In August 1997, the NSCN (I-M) entered into a ceasefire and after several rounds of talks, signed the Framework Agreement on August 3, 2015 in the presence of incumbent Prime Minister Narendra Modi, who had called, among others, Gowda after the pact was signed.

“We should ensure that the progress made in the last 23 years by successive governments is not forsaken now. There is the Constitution and also the 2015 Framework Agreement, which should help us move towards a solution. I sincerely hope that distrust is put aside, talks continue, and a peace accord is reached at the earliest. The people of the Northeast deserve to live in harmony and witness economic progress,” Gowda said.
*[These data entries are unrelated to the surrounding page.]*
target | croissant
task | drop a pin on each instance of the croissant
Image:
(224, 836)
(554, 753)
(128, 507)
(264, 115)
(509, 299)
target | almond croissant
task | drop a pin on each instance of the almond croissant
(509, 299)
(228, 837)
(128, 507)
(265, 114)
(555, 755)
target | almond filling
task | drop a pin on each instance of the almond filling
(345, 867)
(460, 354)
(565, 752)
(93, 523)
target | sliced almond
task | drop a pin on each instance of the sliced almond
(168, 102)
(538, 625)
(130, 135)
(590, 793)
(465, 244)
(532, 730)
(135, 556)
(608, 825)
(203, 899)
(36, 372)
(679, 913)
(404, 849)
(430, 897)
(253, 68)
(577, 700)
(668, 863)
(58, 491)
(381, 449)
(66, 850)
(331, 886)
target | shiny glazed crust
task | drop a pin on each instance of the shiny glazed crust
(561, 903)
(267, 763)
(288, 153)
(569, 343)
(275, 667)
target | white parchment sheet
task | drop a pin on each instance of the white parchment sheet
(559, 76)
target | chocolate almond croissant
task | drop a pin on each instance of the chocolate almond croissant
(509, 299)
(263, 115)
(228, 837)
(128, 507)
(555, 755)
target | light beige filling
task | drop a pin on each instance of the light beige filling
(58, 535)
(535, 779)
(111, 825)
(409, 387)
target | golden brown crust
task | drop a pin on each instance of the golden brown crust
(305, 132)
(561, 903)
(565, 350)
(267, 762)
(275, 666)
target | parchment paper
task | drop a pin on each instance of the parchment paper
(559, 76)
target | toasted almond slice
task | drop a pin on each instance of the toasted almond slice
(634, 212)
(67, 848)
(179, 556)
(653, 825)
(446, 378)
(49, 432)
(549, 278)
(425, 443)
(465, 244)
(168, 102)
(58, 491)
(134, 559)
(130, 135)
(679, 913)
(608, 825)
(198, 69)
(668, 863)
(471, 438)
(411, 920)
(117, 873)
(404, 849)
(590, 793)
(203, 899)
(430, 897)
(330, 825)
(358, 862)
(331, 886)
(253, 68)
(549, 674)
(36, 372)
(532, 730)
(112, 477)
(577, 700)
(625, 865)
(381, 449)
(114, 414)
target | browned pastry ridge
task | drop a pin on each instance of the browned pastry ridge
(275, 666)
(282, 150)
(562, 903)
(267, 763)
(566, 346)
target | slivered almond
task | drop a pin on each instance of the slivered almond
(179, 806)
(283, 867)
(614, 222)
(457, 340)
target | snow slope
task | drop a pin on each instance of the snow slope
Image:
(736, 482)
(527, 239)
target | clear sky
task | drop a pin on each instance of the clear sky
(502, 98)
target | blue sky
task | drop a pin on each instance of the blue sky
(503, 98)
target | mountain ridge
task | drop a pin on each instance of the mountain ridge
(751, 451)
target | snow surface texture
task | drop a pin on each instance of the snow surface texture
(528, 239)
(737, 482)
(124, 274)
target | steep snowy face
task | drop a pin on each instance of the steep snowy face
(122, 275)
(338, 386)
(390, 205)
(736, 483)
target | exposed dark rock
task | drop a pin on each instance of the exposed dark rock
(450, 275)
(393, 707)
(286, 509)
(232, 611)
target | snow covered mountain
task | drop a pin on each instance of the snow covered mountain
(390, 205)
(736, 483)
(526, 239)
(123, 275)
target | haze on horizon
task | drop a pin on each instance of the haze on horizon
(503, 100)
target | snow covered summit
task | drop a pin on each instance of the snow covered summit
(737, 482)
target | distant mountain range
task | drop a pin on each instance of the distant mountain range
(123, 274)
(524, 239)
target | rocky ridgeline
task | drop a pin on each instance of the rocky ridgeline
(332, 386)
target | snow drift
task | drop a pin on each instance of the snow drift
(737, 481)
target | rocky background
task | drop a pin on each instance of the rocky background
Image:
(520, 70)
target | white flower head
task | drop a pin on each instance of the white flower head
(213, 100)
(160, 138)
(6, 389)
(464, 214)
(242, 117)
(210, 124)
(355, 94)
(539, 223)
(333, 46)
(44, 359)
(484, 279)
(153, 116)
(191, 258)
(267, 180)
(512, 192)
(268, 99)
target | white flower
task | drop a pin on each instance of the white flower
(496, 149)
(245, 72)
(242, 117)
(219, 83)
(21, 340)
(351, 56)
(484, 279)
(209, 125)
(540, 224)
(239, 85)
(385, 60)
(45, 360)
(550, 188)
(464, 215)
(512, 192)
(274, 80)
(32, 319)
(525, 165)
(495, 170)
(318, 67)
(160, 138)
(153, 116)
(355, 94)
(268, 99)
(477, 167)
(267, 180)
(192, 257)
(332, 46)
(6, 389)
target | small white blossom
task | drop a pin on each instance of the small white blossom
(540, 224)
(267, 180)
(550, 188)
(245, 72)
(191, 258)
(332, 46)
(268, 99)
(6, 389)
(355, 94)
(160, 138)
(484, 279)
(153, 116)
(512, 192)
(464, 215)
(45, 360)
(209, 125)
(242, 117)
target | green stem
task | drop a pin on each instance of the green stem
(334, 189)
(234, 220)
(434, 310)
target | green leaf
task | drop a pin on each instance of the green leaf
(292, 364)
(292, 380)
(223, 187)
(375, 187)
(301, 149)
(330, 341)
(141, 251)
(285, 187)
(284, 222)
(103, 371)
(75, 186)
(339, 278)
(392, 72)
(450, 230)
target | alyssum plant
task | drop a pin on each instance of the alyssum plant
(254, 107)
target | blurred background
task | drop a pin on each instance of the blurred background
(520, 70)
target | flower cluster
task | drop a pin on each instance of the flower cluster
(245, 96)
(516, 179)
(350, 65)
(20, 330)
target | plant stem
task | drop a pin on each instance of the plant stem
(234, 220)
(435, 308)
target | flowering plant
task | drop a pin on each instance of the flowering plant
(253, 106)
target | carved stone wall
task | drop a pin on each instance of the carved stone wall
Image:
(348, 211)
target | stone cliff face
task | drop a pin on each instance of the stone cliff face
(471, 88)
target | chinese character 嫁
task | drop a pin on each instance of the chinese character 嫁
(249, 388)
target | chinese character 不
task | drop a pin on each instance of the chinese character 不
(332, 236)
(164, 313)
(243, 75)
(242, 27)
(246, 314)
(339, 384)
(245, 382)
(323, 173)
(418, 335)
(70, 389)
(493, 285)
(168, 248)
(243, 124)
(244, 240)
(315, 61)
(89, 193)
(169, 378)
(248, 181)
His appeal assumes significance because the relationship between the Centre’s interlocutor, R.N. Ravi, also the governor of Nagaland, and the NSCN (I-M) has nose-dived.

The NSCN (I-M) has accused Ravi of manipulating the Framework Agreement in the copy circulated to his “favoured” Naga civil society organisations, including Naga National Political Groups, comprising seven outfits which are part of the talks.

In a statement on Sunday, the outfit said it was pertinent to point out that the talks are on Naga political issues for all the Nagas and covering all Naga areas. “But surprisingly, Mr Ravi reduces the talk to the state of Nagaland only. This is not only a mockery of the Framework Agreement co-authored by him representing the Prime Minister of India but insult to the Nagas as a whole.”

The NSCN (I-M) on Sunday even went after former chief minister S.C. Jamir for delay in arriving at a solution. “Ravi had got himself a good partner in ex-chief minister of Nagaland and ex-governor S.C. Jamir, who is tooth and nail against Naga solution defending the 16-Point Agreement. Both of them had been surreptitiously working together and they are responsible for holding the NNPGs in the grip and misled the government of India, particularly the Prime Minister,” the NSCN (I-M) said.

The Centre had signed the 16-point agreement in 1960 with the Naga People’s Convention (NPC), sidelining the A.Z. Phizo-led Naga National Council (NNC) which had declared independence on August 14, 1947, that is observed by Naga groups since then. The 16-point pact led to the creation of Nagaland in 1963 but peace continued to elude the Nagas.

Jamir is the only living signatory to the 16-point agreement signed when Jawaharlal Nehru was Prime Minister.

The NSCN (I-M) is still firm on a separate flag and Constitution. The outfit alleged that Ravi has cast a “huge trust deficit” as his role has come to be seen as nothing short of “disowning” the Framework Agreement.

Ravi, in his Independence Day message on Saturday, raised questions about governance and government in Nagaland despite a ceasefire between the government, the NSCN (I-M) and others in place.

“Ironically, relative decline is more obvious during the recent decades. When the security forces and the Naga armed groups agreed to suspend operations against each other paving the way for political settlement, the legitimate expectation of the people of Nagaland was dividends of peace — freedom from fear of guns, better health, better education, better infrastructure, better livelihood opportunities, an atmosphere to dream and an eco-system to pursue their dreams,” Ravi said.